Io ormai ho scelto la testimonianza attiva e sono consapevole di andare incontro al mio destino, che è quello di questa conseguenza, come posso dire… di danno collaterale… della testimonianza proprio, perché la testimonianza comporta un’assunzione di responsabilità, comporta il pungolare il sistema, comporta lanciare anche delle precise accuse alla società che non è ancora abbastanza vigile, alle Forze dell’Ordine che sono pronte, ma a volta anche no, alla Magistratura, alla Procura. Noi quando parliamo, generalmente diciamo sempre che qualcosa non ha funzionato non solo prima e vabbè, ma soprattutto dopo, quando noi alle Istituzioni abbiamo chiesto protezione e giustizia e giustizia sociale.

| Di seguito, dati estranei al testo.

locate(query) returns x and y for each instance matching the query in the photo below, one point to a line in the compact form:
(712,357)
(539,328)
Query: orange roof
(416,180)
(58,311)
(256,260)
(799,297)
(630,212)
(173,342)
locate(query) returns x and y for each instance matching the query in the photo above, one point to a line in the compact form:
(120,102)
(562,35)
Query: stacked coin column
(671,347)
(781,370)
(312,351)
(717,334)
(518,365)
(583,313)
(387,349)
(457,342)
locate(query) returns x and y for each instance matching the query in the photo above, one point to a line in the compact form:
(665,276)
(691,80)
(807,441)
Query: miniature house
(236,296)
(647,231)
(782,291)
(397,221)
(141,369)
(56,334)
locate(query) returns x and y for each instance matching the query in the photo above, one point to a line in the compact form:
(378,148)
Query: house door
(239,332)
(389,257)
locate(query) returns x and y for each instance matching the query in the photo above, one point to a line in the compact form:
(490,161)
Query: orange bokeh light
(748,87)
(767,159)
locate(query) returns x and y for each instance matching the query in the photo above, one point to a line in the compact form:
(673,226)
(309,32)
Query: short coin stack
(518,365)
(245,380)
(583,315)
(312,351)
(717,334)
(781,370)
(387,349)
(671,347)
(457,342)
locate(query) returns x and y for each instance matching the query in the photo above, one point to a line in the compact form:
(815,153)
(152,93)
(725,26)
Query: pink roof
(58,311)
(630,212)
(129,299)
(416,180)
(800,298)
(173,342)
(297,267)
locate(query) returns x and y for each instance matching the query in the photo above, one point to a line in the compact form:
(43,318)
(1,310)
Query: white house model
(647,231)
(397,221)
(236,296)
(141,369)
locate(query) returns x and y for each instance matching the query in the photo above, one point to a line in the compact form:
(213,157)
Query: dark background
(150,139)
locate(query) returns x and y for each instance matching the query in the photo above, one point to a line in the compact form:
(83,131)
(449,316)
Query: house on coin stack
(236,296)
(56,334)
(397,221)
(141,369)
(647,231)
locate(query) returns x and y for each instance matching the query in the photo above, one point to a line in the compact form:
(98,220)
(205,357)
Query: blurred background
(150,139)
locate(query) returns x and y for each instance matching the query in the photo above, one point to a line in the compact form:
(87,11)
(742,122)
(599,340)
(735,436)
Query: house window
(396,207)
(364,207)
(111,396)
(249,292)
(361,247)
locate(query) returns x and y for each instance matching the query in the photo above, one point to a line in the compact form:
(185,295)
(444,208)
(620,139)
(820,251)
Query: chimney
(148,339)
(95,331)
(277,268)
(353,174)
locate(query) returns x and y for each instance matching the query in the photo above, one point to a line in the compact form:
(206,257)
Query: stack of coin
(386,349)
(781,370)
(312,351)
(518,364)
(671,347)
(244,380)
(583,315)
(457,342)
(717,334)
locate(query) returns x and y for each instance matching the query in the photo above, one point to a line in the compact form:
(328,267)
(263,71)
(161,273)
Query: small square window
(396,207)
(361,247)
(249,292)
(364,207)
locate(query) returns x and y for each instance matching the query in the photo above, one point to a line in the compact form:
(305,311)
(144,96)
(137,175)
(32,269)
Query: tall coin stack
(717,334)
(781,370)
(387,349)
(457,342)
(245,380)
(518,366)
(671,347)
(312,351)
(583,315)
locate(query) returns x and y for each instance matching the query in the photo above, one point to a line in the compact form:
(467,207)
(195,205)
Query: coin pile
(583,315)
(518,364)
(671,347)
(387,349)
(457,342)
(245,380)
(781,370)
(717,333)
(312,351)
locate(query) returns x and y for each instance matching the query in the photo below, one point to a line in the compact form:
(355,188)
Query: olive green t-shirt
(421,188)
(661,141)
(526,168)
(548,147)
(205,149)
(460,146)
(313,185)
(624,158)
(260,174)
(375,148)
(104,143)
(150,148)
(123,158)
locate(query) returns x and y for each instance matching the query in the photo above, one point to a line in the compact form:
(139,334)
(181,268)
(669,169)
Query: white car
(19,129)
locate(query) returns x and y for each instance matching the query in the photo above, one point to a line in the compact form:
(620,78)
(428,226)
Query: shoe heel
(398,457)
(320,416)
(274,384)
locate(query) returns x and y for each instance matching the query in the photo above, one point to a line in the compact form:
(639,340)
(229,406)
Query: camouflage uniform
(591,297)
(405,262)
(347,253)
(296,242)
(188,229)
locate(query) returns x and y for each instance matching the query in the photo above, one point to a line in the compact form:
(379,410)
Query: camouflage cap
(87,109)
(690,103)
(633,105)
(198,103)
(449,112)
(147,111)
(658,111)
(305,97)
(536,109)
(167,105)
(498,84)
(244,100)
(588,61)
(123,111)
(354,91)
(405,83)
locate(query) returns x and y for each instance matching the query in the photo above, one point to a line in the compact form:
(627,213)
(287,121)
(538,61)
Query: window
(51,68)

Ecco perché il mondo lì fuori è pieno di donne silenziose e silenziate, in pericolo, con i loro figli, che hanno bisogno di sapere che parlando possono guarire e possono solcare la strada verso una generazione di persone, donne e uomini, libere e liberi dalla violenza, una strada di giustizia sociale.

Abbiamo bisogno di solidarietà e fermezza nei confronti della violenza, abbiamo bisogno di una comunità che ancor prima delle Istituzioni si faccia comunità intorno alle vittime, abbiamo bisogno di una riprovazione sociale ferma dei fenomeni legati alla violenza sulle donne e sui bambini e abbiamo bisogno di incoraggiare le donne a raccontarla.

“Stai zitta” è qualcosa che non si può più tollerare: non possiamo più tollerarla, né dalla società né dalle Istituzioni.

E se leggi sono sbagliate, vorrà dire che qualcuna è destinata ad una disobbedienza civile ferma ma necessaria.
In questo contesto, il mio silenzio non lo avrà mai nessuno.
E spero anche il vostro.

Noi abbiamo scelto di dare parola, ancora una volta, a Patrizia Cadau perché nessuno avrà mai neanche il nostro silenzio.
Perché chi difende l’onore e la reputazione delle vittime, se noi stiamo in silenzio?